Why does the world hold together? Jeremiah gives the unlikely answer: "If not for My covenant day and night, I would not have established the fixed order of heaven and earth" (Jeremiah 33:25). The orbits, the seasons, the rhythm of the cosmos — all of it, the rabbis said, is upheld by the covenant. Remove the Torah from the world and the stars stop on schedule.
This is the theological weight behind the Sabbath. God built the Sabbath into creation before He built anything else worth resting from. The seventh day wasn't added to the week — it was woven into the structure of time itself. The rabbis of Aggadat Bereshit trace this through the prophecies: the covenant of day and night, the covenant with Abraham, the covenant with Israel at Sinai — one continuous thread of divine commitment holding the natural order in place.

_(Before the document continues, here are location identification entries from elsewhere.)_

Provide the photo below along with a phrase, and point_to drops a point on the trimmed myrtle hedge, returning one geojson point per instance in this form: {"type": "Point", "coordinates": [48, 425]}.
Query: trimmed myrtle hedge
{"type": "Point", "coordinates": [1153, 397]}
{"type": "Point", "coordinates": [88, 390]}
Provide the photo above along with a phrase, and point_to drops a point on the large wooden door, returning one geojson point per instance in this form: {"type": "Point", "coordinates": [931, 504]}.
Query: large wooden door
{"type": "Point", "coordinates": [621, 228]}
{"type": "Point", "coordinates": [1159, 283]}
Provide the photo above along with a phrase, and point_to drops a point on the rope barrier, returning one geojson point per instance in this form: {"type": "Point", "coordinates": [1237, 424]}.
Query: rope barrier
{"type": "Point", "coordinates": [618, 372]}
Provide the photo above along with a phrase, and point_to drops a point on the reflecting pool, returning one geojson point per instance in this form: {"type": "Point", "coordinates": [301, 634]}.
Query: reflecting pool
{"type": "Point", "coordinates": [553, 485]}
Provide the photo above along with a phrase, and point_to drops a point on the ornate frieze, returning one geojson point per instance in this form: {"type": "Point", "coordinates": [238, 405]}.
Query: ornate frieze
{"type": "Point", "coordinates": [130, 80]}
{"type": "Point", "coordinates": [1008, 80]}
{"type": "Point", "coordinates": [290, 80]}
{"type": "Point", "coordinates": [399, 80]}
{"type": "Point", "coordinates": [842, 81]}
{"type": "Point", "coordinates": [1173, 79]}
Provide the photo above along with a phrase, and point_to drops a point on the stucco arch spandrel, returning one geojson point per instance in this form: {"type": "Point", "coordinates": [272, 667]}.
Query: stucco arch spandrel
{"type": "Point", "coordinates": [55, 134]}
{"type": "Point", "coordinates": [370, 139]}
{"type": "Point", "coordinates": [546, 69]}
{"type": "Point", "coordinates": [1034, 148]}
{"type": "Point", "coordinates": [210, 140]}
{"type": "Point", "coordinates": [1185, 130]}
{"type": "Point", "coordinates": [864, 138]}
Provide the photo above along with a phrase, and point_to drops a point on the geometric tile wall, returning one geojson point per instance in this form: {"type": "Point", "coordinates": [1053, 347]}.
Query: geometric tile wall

In Egypt, Israel had forgotten everything. They were bowing to idols. They had lost the Sabbath. The covenant should have been void — and by ordinary logic it was. But God redeemed them anyway. Not because of their deeds in that moment, which were dismal, but because of the covenant itself. This is the doctrine the rabbis called zekhut avot — the merit of the ancestors. When the present generation has nothing to offer, the covenant made with the patriarchs still stands. The Sabbath still comes. The fixed order still holds. The stars still keep their schedule, not because anyone has earned it, but because God gave His word.